Le chef du bureau est rassuré, il repart à ses affaires. Sarkozy me toise, puis avec un coup de coude me lance tout bas :
– De toute façon nous avons déjà effectué un pré-comptage dans votre bureau : 85% pour moi. Si on refait voter les gens, le résultat sera identique ! Ahahaha !
A mon tour de le regarder. Je sors mon GSM, active la fonction d’enregistrement, puis lui demande :
– Dites moi, vous pouvez répéter ce que vous venez de dire ? C’est euh… (je pense subitement à son grand copain Le Meur) pour un podcast !
– Mon vieux, je vais pas refaire une conversation qui a déjà eu lieu, fallait écouter.
Et il s’en va, fier, hargneux, napoléonien, sûr de sa victoire imminente.

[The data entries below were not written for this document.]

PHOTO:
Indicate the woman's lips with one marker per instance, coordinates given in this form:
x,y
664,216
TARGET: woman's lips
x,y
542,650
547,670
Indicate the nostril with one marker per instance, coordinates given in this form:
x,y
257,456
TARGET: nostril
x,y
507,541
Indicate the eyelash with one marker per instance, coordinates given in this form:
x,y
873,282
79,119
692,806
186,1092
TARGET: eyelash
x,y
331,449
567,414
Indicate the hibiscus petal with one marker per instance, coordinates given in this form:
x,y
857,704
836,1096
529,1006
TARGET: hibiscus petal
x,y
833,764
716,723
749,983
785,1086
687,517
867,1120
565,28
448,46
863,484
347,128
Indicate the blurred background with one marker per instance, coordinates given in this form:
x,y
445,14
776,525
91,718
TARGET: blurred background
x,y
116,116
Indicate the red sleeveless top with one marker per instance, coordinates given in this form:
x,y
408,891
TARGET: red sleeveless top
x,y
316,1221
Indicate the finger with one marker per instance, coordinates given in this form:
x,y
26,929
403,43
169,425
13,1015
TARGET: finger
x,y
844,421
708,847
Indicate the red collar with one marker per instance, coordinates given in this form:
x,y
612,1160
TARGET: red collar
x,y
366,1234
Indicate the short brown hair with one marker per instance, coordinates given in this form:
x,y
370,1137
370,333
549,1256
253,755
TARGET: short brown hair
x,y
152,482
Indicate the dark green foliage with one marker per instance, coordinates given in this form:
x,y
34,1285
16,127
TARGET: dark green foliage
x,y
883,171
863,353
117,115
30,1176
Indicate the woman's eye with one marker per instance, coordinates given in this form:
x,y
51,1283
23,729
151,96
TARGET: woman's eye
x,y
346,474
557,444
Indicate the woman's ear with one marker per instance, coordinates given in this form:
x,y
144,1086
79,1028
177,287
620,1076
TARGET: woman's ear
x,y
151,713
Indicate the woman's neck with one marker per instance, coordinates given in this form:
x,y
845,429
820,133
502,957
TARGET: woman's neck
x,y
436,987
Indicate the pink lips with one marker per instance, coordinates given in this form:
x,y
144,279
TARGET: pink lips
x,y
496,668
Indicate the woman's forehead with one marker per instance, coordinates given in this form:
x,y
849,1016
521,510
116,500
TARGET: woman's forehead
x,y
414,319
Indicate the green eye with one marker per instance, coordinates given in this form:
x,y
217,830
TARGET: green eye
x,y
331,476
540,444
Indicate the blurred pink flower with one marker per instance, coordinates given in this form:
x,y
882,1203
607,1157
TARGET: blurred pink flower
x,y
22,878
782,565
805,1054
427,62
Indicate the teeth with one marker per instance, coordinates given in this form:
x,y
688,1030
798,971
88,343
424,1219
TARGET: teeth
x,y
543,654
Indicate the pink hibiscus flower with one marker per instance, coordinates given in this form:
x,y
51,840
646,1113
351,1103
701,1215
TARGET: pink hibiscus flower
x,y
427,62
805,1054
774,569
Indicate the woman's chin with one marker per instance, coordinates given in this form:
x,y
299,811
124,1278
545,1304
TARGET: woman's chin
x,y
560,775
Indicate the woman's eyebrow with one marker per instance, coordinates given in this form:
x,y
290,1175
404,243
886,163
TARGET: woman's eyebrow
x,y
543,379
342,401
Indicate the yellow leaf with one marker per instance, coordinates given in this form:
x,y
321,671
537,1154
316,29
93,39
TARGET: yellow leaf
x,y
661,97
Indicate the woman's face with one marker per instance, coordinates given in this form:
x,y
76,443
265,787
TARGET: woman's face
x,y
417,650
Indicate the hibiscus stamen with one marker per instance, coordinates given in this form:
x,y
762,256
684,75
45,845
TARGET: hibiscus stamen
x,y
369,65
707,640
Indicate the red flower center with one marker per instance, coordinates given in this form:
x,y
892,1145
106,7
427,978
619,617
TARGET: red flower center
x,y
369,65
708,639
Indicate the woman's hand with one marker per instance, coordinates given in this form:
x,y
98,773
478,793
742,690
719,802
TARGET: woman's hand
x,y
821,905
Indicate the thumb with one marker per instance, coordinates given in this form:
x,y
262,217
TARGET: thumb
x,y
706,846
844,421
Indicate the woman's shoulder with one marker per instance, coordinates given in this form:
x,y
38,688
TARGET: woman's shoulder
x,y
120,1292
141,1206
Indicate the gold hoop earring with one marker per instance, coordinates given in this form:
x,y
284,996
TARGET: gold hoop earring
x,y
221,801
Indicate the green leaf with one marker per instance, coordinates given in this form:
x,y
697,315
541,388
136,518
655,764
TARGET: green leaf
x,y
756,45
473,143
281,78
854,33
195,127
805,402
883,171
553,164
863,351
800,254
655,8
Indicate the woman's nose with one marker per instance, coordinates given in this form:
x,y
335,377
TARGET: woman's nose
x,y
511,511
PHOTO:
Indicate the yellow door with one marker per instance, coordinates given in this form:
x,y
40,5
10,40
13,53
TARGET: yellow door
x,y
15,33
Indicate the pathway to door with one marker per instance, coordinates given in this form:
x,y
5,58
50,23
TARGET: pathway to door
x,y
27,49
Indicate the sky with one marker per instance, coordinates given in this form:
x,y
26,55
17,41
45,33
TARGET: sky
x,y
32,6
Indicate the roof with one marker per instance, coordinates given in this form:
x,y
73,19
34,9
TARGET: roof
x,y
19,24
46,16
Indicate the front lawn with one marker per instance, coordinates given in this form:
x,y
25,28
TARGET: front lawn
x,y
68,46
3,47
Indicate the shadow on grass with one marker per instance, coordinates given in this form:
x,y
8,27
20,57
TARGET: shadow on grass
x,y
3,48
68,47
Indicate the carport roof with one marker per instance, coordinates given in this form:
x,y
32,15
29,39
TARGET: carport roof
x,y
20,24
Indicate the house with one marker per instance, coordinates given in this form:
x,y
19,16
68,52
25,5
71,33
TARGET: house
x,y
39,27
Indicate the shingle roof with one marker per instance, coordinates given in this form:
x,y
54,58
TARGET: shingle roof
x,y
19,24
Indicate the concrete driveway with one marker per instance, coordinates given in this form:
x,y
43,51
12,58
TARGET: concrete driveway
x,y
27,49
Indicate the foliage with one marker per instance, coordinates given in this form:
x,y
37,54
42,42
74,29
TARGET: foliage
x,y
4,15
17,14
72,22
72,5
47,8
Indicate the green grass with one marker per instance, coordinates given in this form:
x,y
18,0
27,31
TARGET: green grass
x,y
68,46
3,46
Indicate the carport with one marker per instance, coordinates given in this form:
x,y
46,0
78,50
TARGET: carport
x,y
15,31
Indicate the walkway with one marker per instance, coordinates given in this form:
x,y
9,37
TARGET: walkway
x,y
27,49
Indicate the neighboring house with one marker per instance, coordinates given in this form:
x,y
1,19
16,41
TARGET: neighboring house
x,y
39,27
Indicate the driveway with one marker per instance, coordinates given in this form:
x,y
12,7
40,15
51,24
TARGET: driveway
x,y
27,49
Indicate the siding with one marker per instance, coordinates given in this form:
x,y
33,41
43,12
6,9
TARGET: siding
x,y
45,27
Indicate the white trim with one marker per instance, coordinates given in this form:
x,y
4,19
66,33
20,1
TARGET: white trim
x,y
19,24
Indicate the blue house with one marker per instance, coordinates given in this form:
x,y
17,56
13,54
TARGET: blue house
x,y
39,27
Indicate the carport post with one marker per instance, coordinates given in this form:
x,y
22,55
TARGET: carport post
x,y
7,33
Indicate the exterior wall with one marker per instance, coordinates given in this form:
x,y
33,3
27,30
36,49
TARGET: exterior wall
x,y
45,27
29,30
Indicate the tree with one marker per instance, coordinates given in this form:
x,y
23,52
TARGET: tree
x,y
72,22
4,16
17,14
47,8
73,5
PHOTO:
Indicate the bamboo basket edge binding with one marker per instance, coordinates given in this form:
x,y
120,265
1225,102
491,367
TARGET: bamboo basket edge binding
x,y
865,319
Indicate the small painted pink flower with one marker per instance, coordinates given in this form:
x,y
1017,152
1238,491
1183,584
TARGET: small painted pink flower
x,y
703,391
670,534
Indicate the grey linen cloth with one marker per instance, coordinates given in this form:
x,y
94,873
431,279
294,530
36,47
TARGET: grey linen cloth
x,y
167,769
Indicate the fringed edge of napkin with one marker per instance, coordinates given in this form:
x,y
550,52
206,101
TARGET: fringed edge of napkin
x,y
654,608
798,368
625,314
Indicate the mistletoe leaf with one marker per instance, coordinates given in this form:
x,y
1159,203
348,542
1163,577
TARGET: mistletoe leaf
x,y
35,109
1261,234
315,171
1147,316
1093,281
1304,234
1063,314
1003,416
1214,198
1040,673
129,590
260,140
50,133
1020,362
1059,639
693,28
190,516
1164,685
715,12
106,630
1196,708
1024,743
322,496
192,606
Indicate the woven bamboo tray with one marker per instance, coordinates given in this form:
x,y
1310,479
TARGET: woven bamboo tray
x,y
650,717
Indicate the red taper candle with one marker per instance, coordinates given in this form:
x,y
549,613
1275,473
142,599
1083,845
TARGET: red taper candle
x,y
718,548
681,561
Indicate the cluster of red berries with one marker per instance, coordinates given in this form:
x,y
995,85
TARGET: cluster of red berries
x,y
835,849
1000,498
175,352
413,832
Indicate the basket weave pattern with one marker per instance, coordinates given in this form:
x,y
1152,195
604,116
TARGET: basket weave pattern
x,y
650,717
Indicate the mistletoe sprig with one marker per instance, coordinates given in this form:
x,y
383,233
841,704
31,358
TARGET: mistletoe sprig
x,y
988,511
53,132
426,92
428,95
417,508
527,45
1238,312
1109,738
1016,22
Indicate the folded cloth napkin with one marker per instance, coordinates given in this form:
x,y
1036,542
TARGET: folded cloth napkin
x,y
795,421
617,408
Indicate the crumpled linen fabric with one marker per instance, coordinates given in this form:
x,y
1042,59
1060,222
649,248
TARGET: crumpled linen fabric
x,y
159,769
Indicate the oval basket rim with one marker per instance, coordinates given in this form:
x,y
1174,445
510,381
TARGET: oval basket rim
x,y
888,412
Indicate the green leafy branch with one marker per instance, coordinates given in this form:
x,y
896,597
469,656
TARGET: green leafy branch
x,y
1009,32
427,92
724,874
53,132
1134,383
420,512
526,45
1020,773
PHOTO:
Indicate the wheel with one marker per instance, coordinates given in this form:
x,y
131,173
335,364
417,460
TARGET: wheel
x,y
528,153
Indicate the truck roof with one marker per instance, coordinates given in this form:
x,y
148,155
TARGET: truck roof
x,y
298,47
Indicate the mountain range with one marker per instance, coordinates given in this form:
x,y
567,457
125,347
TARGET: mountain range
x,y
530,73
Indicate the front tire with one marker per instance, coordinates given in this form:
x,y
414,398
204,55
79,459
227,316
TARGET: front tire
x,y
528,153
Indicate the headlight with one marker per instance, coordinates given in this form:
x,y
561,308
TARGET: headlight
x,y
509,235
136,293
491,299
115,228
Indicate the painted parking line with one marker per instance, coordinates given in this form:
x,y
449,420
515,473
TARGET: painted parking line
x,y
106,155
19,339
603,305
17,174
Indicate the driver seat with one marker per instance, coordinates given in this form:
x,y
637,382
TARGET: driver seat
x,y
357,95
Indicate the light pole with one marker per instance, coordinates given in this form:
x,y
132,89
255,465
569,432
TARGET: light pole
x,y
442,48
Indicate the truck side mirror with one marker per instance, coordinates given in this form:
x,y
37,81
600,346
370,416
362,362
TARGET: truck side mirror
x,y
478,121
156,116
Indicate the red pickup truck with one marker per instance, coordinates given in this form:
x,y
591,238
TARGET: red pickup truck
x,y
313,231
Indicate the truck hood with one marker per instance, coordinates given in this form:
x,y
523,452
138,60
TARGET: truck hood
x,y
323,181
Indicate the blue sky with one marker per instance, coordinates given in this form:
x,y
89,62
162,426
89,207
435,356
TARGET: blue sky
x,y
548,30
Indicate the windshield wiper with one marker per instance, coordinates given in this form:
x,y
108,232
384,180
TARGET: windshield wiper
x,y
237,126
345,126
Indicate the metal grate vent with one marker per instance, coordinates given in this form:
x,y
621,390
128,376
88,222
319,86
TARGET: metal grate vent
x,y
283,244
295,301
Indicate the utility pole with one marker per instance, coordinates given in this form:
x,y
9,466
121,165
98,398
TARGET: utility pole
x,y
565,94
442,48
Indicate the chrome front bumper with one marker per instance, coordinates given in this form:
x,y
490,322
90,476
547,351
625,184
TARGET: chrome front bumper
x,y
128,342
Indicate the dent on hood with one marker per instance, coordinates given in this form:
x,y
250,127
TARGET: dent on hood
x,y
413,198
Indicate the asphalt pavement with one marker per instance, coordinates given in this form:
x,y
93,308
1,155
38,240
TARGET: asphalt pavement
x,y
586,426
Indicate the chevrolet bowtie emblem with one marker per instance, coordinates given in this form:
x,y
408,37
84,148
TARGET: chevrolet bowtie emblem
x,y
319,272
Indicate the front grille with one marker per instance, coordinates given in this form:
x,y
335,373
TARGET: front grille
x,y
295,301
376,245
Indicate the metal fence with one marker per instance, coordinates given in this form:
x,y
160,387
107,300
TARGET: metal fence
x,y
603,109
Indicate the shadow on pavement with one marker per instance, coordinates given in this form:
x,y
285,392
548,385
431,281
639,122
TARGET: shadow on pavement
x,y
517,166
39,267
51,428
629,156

Un anniversaire, Sego & Sarko apportent le gâteau

C’est l’anniversaire de mon père. On est en famille élargie, comprenant oncles tantes cousins etc. En milieu de matinée, une balade s’improvise. Tout le monde a oublié de lui souhaiter son anniversaire. Jusqu’à ce que quelqu’un s’en rappelle. Et la gêne s’installe en chacun de nous, qui venons lui faire une bise, honteusement. Il est vexé bien entendu. Après un moment de silence boudeur, il fini par nous annoncer qu’il a invité quelques personnes. Et quelques instants plus tard, qui arrive ? Nicolas et Ségolène. Ségolène est toute souriante, pincée de voir son concurrent également invité mais jouant le jeu, n’y prêtant que peu d’attention. Sarko râle dans son coin, peste, persifle, mais souhaite tout de même un joyeux anniversaire au paternel.

Nous restons bouche bée, bien évidemment. Les gardes du corps, eux, restent dehors. Et le gâteau arrive, soufflage de bougies, poignées de mains et accolades, le tout dans une drôle d’ambiance à la fois festive, gênée et dérangée par la présence presque intime de deux filous de la politique.